総務省トップ > 政策 > 白書 > 令和5年版 > 豊かかつ健全な情報空間の実現
第1部 特集 新時代に求められる強靱・健全なデータ流通社会の実現に向けて
第2節 豊かなデータ流通社会の実現に向けて

4 豊かかつ健全な情報空間の実現

第2章第3節で述べたとおり、SNS等の普及によりインターネット上ではあらゆる主体が情報の発信者となり、様々な情報を容易に入手することが可能となる一方、違法有害情報や偽・誤情報の拡散、情報の偏り等データの流通や活用をめぐり様々な課題が生じている。このような課題はサイバー空間や一部の年代に閉じたものではなく、現実世界も含めた社会全体の問題である。

しかしながら、現状において、これら課題への特効薬はなく、これら課題の要因の一つであるインターネット上の「アテンション・エコノミー」に対する解決策も見いだせていない状況である。また、生成AIやディープフェイク技術の普及により、虚偽の文章や偽画像を誰でも容易に作成できるようになり、人の目では本物かどうか見抜くことが困難な情報に国民が日常的に触れる機会が増加しており、これら技術の悪用により偽・誤情報の問題は今後一層複雑化していくことが想定される。

誰もが安心してデジタルサービスを利用できる健全な情報空間を実現するためには、データ流通・共有・活用の場となるプラットフォーム事業者を含む多様なステークホルダーの一層の取組が求められる。

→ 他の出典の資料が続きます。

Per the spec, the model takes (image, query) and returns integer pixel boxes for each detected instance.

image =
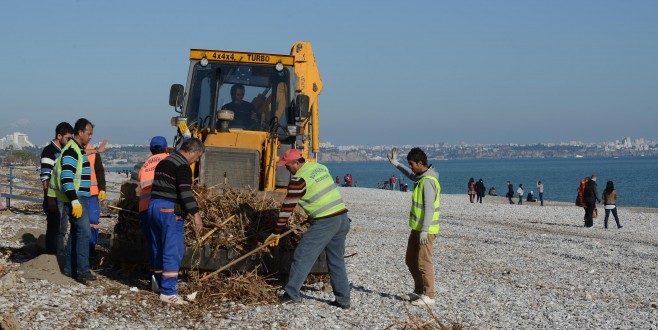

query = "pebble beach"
[0,180,658,329]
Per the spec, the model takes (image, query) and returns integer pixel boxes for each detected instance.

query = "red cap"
[276,149,302,166]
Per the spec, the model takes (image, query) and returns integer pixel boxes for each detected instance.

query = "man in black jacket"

総務省「プラットフォームサービスに関する研究会(座長:宍戸 常寿 東京大学大学院法学政治学研究科教授)」が2022年8月に公表した「第二次とりまとめ」では、偽・誤情報に関する今後の取組の方向性として、表現の自由の確保などの観点から、民間部門の自主的な取組を基本とし、プラットフォーム事業者・ファクトチェッカー・ファクトチェック推進団体・既存メディア等が連携したファクトチェックの取組の推進、ICTリテラシー向上の取組、我が国における偽情報問題に対する対応状況の把握など、プラットフォーム事業者をはじめ、幅広い関係者による自主的取組を総合的に推進すること等とされている。

その中で、プラットフォーム事業者は、リスク分析・評価に基づき、偽情報へのポリシーの設定とそれに基づく運用を適切に行い、それらの取組に関する透明性・アカウンタビリティ確保を進めていくことが求められていることから、これらの取組に関し、政府はモニタリングと検証評価を継続的に行っていくことが必要である。

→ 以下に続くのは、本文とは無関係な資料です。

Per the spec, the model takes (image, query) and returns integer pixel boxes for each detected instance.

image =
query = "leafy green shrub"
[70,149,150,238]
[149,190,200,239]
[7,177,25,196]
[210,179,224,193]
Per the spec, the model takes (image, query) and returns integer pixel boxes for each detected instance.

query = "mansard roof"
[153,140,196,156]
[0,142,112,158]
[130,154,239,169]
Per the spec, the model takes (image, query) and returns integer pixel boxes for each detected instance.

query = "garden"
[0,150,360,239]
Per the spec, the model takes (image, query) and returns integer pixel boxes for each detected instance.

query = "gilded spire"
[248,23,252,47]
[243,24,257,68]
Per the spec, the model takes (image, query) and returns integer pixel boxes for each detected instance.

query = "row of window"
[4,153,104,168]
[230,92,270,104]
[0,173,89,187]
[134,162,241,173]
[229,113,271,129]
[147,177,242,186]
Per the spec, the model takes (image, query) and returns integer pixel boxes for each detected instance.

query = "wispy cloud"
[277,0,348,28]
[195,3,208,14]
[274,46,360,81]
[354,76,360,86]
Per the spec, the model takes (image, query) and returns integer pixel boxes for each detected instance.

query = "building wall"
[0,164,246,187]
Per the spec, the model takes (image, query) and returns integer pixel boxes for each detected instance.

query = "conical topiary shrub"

また、デジタルサービスを使う側のリテラシーの向上も必要である。

我が国では、これまで主に青少年を対象として、インターネットトラブルの予防法などICTの利用に伴うリスクの回避を促すことを主眼に置いたICTリテラシー向上施策を推進してきた。ICTやデジタルサービスの利用が当たり前となる中、あらゆる世代が、実際にICT等を活用するなどしながら、主体的かつ双方向的な方法により、デジタルサービスの特性、当該サービス上での振舞に伴う責任、それらを踏まえたサービスの受容、活用、情報発信の仕方を学ぶことが一層重要となっている。

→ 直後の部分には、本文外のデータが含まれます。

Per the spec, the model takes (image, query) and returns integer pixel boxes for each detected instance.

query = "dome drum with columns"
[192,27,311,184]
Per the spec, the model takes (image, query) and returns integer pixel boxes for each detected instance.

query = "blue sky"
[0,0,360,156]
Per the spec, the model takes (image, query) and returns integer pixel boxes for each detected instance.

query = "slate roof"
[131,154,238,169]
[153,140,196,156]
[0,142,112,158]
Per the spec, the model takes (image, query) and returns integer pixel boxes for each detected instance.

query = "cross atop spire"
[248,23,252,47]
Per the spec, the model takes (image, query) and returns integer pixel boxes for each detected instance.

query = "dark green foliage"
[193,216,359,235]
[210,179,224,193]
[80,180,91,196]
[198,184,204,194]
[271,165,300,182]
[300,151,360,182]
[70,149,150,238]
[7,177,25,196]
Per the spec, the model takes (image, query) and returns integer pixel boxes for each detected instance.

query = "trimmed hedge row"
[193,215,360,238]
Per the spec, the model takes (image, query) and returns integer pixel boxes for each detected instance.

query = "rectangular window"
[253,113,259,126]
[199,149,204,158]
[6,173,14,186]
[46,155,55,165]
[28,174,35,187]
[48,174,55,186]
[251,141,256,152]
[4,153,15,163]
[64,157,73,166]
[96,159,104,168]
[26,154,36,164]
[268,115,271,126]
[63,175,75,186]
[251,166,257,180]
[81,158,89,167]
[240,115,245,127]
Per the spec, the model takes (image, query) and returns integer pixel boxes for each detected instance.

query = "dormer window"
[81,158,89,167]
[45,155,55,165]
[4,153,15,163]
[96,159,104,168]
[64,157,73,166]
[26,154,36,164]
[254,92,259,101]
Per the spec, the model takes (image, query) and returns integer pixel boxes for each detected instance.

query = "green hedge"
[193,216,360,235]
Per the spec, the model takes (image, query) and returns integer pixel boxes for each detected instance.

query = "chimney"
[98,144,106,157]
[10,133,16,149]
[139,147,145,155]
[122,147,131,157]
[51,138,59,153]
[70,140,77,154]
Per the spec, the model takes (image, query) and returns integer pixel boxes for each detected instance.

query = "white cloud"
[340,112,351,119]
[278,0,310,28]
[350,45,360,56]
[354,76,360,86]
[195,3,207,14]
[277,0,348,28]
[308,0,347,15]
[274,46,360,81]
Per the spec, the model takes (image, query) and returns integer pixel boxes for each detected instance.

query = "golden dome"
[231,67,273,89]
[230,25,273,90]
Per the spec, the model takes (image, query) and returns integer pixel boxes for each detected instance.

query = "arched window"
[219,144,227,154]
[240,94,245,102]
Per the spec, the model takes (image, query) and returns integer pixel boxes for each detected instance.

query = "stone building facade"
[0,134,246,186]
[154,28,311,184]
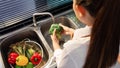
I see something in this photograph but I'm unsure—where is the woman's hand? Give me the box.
[59,24,74,38]
[51,29,60,50]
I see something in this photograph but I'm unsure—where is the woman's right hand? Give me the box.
[59,24,74,38]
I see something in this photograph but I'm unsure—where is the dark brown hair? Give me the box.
[76,0,120,68]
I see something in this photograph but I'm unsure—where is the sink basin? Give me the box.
[0,27,51,68]
[40,17,78,50]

総務省は、「ICT活用のためのリテラシー向上に関する検討会」(座長:山本 龍彦 慶應義塾大学大学院法務研究科 教授)を開催し、自分たちの意思で自律的にデジタル社会と関わっていく「デジタル・シティズンシップ」の考え方も踏まえつつ、これからのデジタル社会に求められるリテラシー向上の推進方策等について議論・検討を行ってきた。本検討会等の議論を踏まえ、2023年夏頃には、今後取り組むべき事項等を取りまとめたロードマップを作成・公表する予定である。今後は、ロードマップに基づき、リテラシーの習熟度に関する指標の策定や、リテラシーを向上するためのコンテンツの開発に向けた検討を進めて行く必要がある。

近年急速に進化・普及する生成AIやメタバースのような新しいデジタル技術・サービスは、生活者の利便性を向上させ、様々な利益をもたらす一方、それはこれらを適正に使いこなせるかにかかっている。これら技術の使い方を誤ると、自身がトラブルに巻き込まれるだけでなく、場合によっては他者の利益・権利を侵害してしまう可能性もある。

誰もがAI等の活用による利便性を享受できるよう、AI等を適正に利活用できるスキル・リテラシーを身につける必要がある。